Who had he been with? Lovegood. A strange fear welling up inside him ready to burst caused Draco to suddenly snap up. Everything lurching right back to him in one go: the elastic band had been stretched to breaking point and it snapped back with power.
'Luna!' he roared, scrambling to his feet; his hand outstretched, ready to snatch what he could now see was his own wand from her fingers. 'Don't!'
In that instant he saw everything that could happen, everything that would happen if it worked the next time.
He got to his feet in an instant, aiming to get the wand which she pulled out of his hand's reach. Angry now, he pushed Luna to the ground, wrestling with her for a moment and eventually using his arm to pin her down whilst he made a grab for the wand she was flailing about in the air. He didn't even think and neither did he try to stop his hand as it flew through the air, hitting her with such force on the cheek that she sank to the floor, her hand against the dark red bruise as it instantly appeared. He grabbed the wand as she let it fall to the floor, forgotten in the momentary shock he'd caused her.
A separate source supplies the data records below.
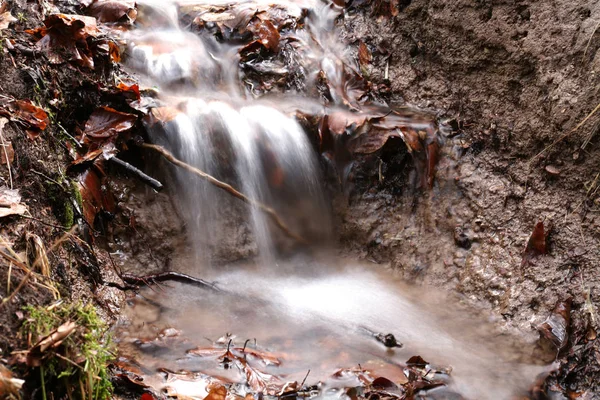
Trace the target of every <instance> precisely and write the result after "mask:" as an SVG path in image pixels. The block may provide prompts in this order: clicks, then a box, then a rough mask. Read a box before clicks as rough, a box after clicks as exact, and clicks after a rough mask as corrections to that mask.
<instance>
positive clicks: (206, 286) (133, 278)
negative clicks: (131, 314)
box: [106, 271, 221, 292]
mask: <svg viewBox="0 0 600 400" xmlns="http://www.w3.org/2000/svg"><path fill="white" fill-rule="evenodd" d="M119 277H120V278H121V279H122V280H123V282H124V283H125V285H124V286H123V285H119V284H118V283H115V282H107V283H106V285H107V286H111V287H116V288H117V289H121V290H133V289H139V288H140V287H141V286H150V285H151V284H156V283H159V282H167V281H174V282H180V283H185V284H188V285H193V286H198V287H201V288H204V289H209V290H212V291H215V292H220V291H221V289H219V288H218V287H217V286H216V285H215V284H213V283H210V282H207V281H205V280H204V279H200V278H194V277H193V276H190V275H186V274H182V273H179V272H173V271H169V272H161V273H159V274H154V275H146V276H135V275H131V274H119Z"/></svg>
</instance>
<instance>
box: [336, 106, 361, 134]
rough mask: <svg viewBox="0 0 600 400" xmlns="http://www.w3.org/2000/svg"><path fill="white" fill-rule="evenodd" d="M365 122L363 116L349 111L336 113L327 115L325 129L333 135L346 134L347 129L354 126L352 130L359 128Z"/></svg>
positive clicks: (360, 114)
mask: <svg viewBox="0 0 600 400" xmlns="http://www.w3.org/2000/svg"><path fill="white" fill-rule="evenodd" d="M366 121H367V117H366V116H365V115H361V114H357V113H352V112H349V111H336V112H332V113H331V114H329V115H328V117H327V127H328V129H329V132H331V133H332V134H333V135H342V134H344V133H345V132H347V130H348V128H349V127H352V126H354V129H353V130H356V129H358V128H361V127H362V126H363V125H364V124H365V122H366Z"/></svg>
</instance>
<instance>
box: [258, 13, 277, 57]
mask: <svg viewBox="0 0 600 400" xmlns="http://www.w3.org/2000/svg"><path fill="white" fill-rule="evenodd" d="M257 25H258V27H257V29H256V30H255V35H256V37H257V39H258V41H259V42H260V43H261V44H262V45H263V46H265V48H266V49H267V50H269V51H271V52H273V53H275V52H277V49H278V48H279V39H280V37H281V36H280V35H279V31H277V28H275V26H274V25H273V24H272V23H271V21H268V20H265V21H260V22H259V23H257Z"/></svg>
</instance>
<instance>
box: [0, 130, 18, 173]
mask: <svg viewBox="0 0 600 400" xmlns="http://www.w3.org/2000/svg"><path fill="white" fill-rule="evenodd" d="M0 129H2V128H1V127H0ZM0 147H1V148H2V150H1V151H0V164H2V165H6V164H11V163H12V162H13V161H14V160H15V150H14V149H13V147H12V142H4V144H0Z"/></svg>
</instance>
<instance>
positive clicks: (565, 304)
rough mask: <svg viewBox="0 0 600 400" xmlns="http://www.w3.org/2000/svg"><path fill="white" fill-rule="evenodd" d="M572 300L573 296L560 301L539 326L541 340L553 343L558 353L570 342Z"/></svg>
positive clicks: (550, 342) (539, 330)
mask: <svg viewBox="0 0 600 400" xmlns="http://www.w3.org/2000/svg"><path fill="white" fill-rule="evenodd" d="M571 302H572V299H571V298H568V299H566V300H561V301H558V302H557V303H556V306H555V307H554V310H552V313H551V314H550V316H548V318H546V320H545V321H544V322H543V323H542V324H541V325H540V326H539V327H538V331H539V332H540V340H541V341H549V342H550V343H552V345H553V346H554V347H555V350H556V351H557V353H558V352H560V351H562V350H564V349H565V348H566V346H567V344H568V343H569V329H570V326H571Z"/></svg>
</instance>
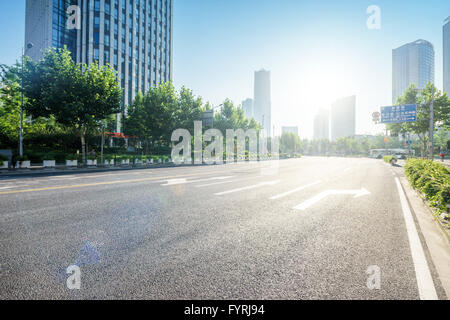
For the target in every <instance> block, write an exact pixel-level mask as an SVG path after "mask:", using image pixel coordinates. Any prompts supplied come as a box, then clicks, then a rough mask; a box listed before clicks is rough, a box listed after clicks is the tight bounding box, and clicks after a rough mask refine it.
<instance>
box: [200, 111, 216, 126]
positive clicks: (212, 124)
mask: <svg viewBox="0 0 450 320" xmlns="http://www.w3.org/2000/svg"><path fill="white" fill-rule="evenodd" d="M202 121H203V126H204V127H212V126H213V125H214V111H213V110H206V111H204V112H203V114H202Z"/></svg>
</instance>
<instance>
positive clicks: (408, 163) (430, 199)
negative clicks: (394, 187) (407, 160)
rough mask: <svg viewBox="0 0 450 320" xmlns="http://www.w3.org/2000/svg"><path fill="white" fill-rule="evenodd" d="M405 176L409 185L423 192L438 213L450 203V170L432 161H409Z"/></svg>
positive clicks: (437, 163) (405, 173) (411, 159)
mask: <svg viewBox="0 0 450 320" xmlns="http://www.w3.org/2000/svg"><path fill="white" fill-rule="evenodd" d="M405 174H406V176H407V177H408V179H409V181H410V183H411V185H412V186H413V187H414V188H415V189H417V190H419V191H421V192H423V193H424V194H425V197H426V198H427V200H429V201H430V204H431V205H432V206H433V207H435V208H437V209H439V210H440V211H445V210H446V205H447V204H449V203H450V170H449V169H448V168H447V167H445V166H443V165H441V164H439V163H436V162H433V161H429V160H420V159H409V160H408V161H407V162H406V165H405Z"/></svg>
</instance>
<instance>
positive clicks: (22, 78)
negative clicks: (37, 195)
mask: <svg viewBox="0 0 450 320" xmlns="http://www.w3.org/2000/svg"><path fill="white" fill-rule="evenodd" d="M31 48H33V44H32V43H31V42H30V43H28V44H27V49H31ZM24 60H25V49H24V48H22V75H21V77H20V135H19V155H20V156H21V157H22V156H23V69H24Z"/></svg>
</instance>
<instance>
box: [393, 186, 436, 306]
mask: <svg viewBox="0 0 450 320" xmlns="http://www.w3.org/2000/svg"><path fill="white" fill-rule="evenodd" d="M395 183H396V184H397V190H398V194H399V196H400V203H401V205H402V211H403V217H404V219H405V224H406V231H407V233H408V240H409V247H410V249H411V255H412V259H413V263H414V270H415V272H416V280H417V286H418V288H419V296H420V299H421V300H437V299H438V296H437V293H436V289H435V287H434V283H433V277H432V276H431V272H430V269H429V268H428V263H427V259H426V258H425V253H424V251H423V248H422V244H421V242H420V238H419V235H418V233H417V229H416V224H415V222H414V218H413V216H412V213H411V210H410V209H409V205H408V201H407V200H406V195H405V193H404V191H403V189H402V186H401V184H400V180H399V179H398V178H395Z"/></svg>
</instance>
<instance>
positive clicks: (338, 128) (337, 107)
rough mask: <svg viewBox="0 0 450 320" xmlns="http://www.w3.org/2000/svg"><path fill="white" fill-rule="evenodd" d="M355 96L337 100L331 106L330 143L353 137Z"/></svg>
mask: <svg viewBox="0 0 450 320" xmlns="http://www.w3.org/2000/svg"><path fill="white" fill-rule="evenodd" d="M355 111H356V96H350V97H346V98H342V99H339V100H337V101H336V102H334V103H333V104H332V105H331V141H336V139H338V138H343V137H352V136H354V135H355V118H356V116H355Z"/></svg>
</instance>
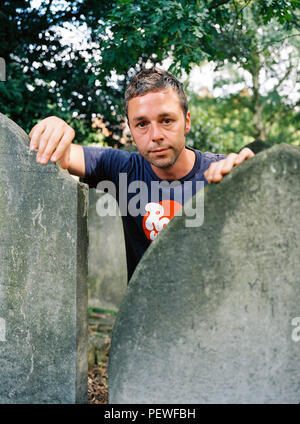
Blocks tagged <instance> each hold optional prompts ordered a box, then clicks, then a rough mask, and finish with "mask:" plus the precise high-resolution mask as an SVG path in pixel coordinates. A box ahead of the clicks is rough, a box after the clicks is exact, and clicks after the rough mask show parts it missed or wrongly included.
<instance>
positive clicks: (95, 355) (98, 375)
mask: <svg viewBox="0 0 300 424" xmlns="http://www.w3.org/2000/svg"><path fill="white" fill-rule="evenodd" d="M115 319H116V313H115V312H114V311H108V310H107V311H106V310H103V309H97V308H93V309H92V308H90V309H89V327H88V329H89V372H88V403H90V404H93V403H94V404H99V403H102V404H105V403H107V402H108V385H107V367H108V355H109V348H110V341H111V333H112V328H113V325H114V322H115Z"/></svg>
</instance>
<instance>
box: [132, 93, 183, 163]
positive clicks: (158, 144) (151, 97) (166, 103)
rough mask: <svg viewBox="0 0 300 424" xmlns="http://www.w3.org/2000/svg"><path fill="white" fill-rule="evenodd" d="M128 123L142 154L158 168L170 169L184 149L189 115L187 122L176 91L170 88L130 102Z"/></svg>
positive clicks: (137, 97) (133, 137)
mask: <svg viewBox="0 0 300 424" xmlns="http://www.w3.org/2000/svg"><path fill="white" fill-rule="evenodd" d="M128 123H129V127H130V130H131V134H132V137H133V139H134V141H135V143H136V145H137V148H138V150H139V152H140V154H141V155H142V156H143V157H144V158H145V159H146V160H147V161H148V162H150V163H151V164H152V165H154V166H156V167H157V168H170V167H172V165H174V164H175V162H176V161H177V159H178V157H179V155H180V153H181V152H182V151H183V149H184V146H185V136H186V134H187V133H188V131H189V130H190V114H189V113H188V114H187V116H186V119H184V114H183V110H182V108H181V105H180V100H179V97H178V95H177V93H176V91H175V90H173V89H172V88H168V89H165V90H161V91H150V92H149V93H147V94H145V95H144V96H138V97H134V98H132V99H131V100H129V102H128Z"/></svg>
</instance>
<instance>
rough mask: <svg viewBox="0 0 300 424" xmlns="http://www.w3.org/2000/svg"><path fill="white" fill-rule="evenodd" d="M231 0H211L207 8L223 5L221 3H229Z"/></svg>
mask: <svg viewBox="0 0 300 424" xmlns="http://www.w3.org/2000/svg"><path fill="white" fill-rule="evenodd" d="M230 2H231V0H213V1H212V2H211V3H210V5H209V6H208V10H212V9H216V8H217V7H219V6H223V4H226V3H230Z"/></svg>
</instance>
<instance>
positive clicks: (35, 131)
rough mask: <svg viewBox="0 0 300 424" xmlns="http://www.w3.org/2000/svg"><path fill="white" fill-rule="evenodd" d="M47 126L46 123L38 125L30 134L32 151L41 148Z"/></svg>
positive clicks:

Draco didn't know what to say, he'd never hit a girl like that in his life, and the play fights with Pansy never reached the stage of bruising one another.
He bent down to grab her arm to aparate back to the Manor (at this point he didn't know what he'd tell Voldemort).
But she visibly flinched at his movement and timidly moved away from him.
Unintentional though it was he had frightened her.
Not knowing what to say, he crouched down and sank to his knees a little distance in front of her. She watched him carefully.
Perhaps it was time to tell her. After that, it was the least he could do.